As the title suggests, The Unlikely Pilgrimage of Harold Fry is a novel about a man who embarks on a "journey".  It is not clear from the start what transpired between him and Queenie, but it is clear that he feels both affection for her and guilt over the way things were left when they parted company.  We also learn that although Harold and his wife reside in the same house they live separate lives and their relationship is strained.  They have one son and it would appear that Harold is estranged from him and feels guilt about that also. 

Back at home Harold’s absence continues to have an effect on his wife, Maureen.  At first she is angry and feels humiliated that he would leave to go to another woman.  Later she realises she misses him and wants him home.

Harold is emotionally constipated and this took its toll on his relationship with his son while the boy was growing up, as well as on his relationship with his wife.  He feels a tremendous amount of guilt as a result. He sees the journey as a kind of penance – even when the opportunity arises to buy comfortable hiking gear he takes the decision not to, preferring to suffer his deck shoes.
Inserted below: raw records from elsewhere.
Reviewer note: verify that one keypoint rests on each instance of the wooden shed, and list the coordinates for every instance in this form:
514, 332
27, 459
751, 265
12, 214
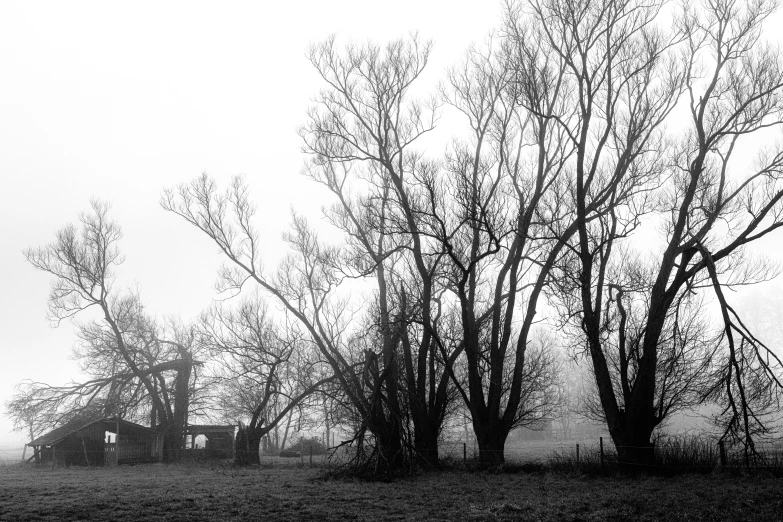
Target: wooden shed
218, 441
97, 442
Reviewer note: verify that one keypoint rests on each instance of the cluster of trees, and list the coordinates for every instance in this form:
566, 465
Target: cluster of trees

He chooses to give up the comfort of hotel rooms and possessions, traveling light, sleeping outdoors and eating whatever he can get his hands on (be it from the kindness of strangers or from the great outdoors).  In time he feels closer to nature.

Harold's pilgrimage gives him the opportunity to reflect on his life.  We learn about his childhood, which sheds light on his inability to express himself emotionally, and it is difficult not to empathise with him.  The journey is therapeutic for him as he is able to face up to things that he had been ignoring for many years.  By facing them he is able to deal with them.   The need for penance is linked to the strong feeling of guilt he has.  Most of that guilt is about his relationship with his son, whom he longs to reconcile with. 

Some may find this novel overly sentimental.  It certainly reads as though the author wants to appeal more to her readers’ hearts than their minds; If she succeeds in making you cry her job is done.  I read this novel for my book group and during our meeting a few members admitted that she succeeded.  It did not make me cry.  Personally I am not a fan of books that try too hard to manipulate my emotions and I wondered if I was determined not to cry for that reason. I decided that was not it. A friend of mine who also read it described it as 'light'. My view is that there is more to it than surface and what lies beneath has been skillfully executed by Joyce. It strikes me as a perceptive portrayal of how what affects a person in childhood stays with them throughout their life and can hamper relationships in adulthood.  She then explores the consequences. It got me thinking how passiveness is more likely to lead to suffering while activeness (although difficult and risky) can change a person's situation for the better.